Slipknot's Corey Taylor has blasted "overrated" and "overpaid" producer Rick Rubin.

The group worked with Rick on their 2004 album 'Vol 3: (The Subliminal Verses)', but despite his being widely regarded as one of the best producers of the past 30 years, Corey feels he has become a "thin shadow" of his former self.

Speaking at an audience at a Q&A session in Texas, Corey said: "There are some people who would love for me to toe the party line, which is basically, 'Working with Rick Rubin was a very enriching experience.'

"Let me give you the f***ing truth of it: Rick Rubin showed up for 45 minutes a week. Rick Rubin would then, during that 45 minutes, lay on a couch and have a mic brought in next to his face so he wouldn't have to move.

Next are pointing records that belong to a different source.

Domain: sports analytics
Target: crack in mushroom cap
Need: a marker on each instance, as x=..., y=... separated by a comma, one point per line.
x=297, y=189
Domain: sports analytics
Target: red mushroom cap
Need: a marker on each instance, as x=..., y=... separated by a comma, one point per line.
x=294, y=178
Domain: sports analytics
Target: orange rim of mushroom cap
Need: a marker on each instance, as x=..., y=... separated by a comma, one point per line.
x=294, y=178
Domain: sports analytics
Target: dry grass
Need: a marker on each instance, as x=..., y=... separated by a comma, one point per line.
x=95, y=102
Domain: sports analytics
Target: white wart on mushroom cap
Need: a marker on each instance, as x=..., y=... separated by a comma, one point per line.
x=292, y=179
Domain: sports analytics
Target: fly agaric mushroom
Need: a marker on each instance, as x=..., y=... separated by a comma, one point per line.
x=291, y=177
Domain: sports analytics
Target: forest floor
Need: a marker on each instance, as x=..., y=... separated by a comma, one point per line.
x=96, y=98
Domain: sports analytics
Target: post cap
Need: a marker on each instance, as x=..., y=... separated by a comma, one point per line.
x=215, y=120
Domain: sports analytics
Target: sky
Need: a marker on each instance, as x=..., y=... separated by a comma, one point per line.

"The Rick Rubin of today is a thin, thin, thin shadow of the Rick Rubin that he was. He is overrated, he is overpaid, and I will never work with him again as long as I f***ing live."

Rick co-founded influential label Def Jam records, and has produced records as diverse as Run D.M.C.'s 'Raising Hell', Beastie Boys' 'Licence to Ill', Slayer's 'Reign in Blood', Red Hot Chili Peppers' 'One Hot Minute', Jay-Z's 'The Black Album' and Johnny Cash's 'American IV: The Man Comes Around'.

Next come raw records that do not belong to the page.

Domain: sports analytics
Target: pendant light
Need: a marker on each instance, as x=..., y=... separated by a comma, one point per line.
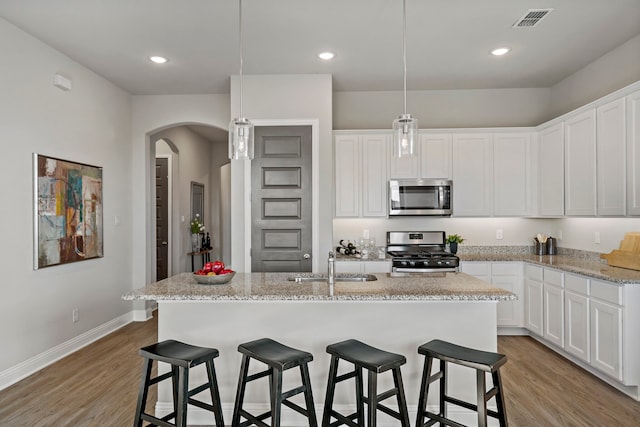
x=240, y=129
x=405, y=127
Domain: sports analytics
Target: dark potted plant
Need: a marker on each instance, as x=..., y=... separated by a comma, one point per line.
x=453, y=240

More recently, he produced Adele's '21' album, which was been one of the biggest selling albums of 2011 in both the UK and US.

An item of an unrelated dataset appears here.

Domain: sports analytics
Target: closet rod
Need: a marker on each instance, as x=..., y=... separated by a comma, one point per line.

Corey and his fellow Slipknot bandmates always perform in grotesque masks to cover their faces, and the 37-year-old frontman admitted he started wearing the disguise because of his troubled Early Years in his hometown Iowa

He added: "When you put that mask on you go places you would never imagine. It comes from a spot that's uncomfortable and really dark.

"The mask was a way to visualise everything I was feeling in heart and my gut - all that pain I was holding on to. I didn't have the worst childhood but I didn't have the best, and when you grow up like that you have certain limitations invariably stuck inside you. Slipknot was a way to work it out."